Die Einstiegsgesetze müssten schnell beschlossen werden, sagt der Umweltminister, damit die Lobbys keine Chance haben. Das ist nun eine deutliche Feststellung über den Zustand der repräsentativen Demokratie. Die Abgeordneten, sagt Parlamentspräsident Lammert, verfügen nur in "mikroskopischen Größenordnungen" über die personellen und organisatorischen Mittel, um ein Gegengewicht zum Druck der Lobbys zu bilden. Aber ebenso sind sie den überfallartigen Vorgaben der Exekutive ausgeliefert, die ihrerseits notorisch anfällig ist für Interessendruck.

Beispiele gefällig? Gesundheitsreform, Riesterrente, Abgasverordnungen, Steuergeschenke für Hoteliers, ganz zu schweigen von den in die Hunderte Milliarden gehenden Verpflichtungen der Banken- und Staatenrettung, die die Regierung freihändig eingeht – auch hier musste der zweite Mann im Staat gerade die Alarmglocke läuten, um die Rechte der Abgeordneten einzufordern.
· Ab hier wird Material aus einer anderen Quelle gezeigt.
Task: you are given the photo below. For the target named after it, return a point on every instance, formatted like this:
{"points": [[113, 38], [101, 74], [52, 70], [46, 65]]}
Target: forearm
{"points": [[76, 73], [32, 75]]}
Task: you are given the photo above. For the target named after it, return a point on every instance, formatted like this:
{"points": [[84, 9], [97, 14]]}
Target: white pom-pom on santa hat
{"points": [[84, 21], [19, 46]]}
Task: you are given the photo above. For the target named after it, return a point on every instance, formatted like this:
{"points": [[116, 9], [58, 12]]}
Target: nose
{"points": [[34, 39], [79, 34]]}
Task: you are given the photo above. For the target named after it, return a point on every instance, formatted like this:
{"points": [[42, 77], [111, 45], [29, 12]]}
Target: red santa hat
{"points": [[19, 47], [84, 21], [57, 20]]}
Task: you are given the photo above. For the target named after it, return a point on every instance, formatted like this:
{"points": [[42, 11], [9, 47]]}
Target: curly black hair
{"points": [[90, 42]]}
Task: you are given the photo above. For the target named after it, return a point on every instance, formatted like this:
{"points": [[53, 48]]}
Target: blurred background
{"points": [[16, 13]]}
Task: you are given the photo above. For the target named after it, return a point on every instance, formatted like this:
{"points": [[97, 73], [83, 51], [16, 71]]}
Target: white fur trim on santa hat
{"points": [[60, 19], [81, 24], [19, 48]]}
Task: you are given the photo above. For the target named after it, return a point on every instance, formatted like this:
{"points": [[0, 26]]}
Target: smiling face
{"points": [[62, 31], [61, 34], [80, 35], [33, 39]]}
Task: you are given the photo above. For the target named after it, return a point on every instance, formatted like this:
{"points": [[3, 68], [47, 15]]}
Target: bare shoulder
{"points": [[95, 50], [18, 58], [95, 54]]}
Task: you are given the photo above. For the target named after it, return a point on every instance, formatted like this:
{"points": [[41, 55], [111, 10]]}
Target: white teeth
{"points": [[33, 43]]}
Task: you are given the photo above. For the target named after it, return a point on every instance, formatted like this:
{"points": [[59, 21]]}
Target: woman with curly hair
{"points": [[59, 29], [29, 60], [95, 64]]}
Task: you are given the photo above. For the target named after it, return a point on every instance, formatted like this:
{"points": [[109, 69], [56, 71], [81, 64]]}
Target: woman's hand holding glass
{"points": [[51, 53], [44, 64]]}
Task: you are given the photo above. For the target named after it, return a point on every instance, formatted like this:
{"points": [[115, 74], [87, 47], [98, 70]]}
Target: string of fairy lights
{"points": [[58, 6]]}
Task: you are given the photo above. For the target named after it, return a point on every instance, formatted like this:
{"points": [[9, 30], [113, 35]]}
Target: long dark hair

Getrieben von einer Regierung, die ein leidiges Thema vom Tisch haben will, berät das Parlament nun in höchster Beschleunigung das größte Infrastrukturvorhaben der letzten 50 Jahre. Not täte demnächst eine Sitzungswoche, in der unsere Abgeordneten gründlich über nichts anderes beraten als über die neue Prozeduren, die der Komplexität der Wissensgesellschaft, dem gewachsenen Tempo und der Souveränität der Volksvertreter gleichermaßen gerecht werden. Über den beschleunigten Einstieg in eine Erneuerung der demokratischen Energien.

Mathias Greffrath, Soziologe und Journalist, Jahrgang 1945, arbeitet für "Die Zeit", die "taz" und ARD-Anstalten über die kulturellen und sozialen Folgen der Globalisierung, die Zukunft der Aufklärung und über Theater. Letzte Veröffentlichungen: "Montaigne – Leben in Zwischenzeiten" und das Theaterstück "Windows – oder müssen wir uns Bill Gates als einen glücklichen Menschen vorstellen?". Mathias Greffrath lebt in Berlin.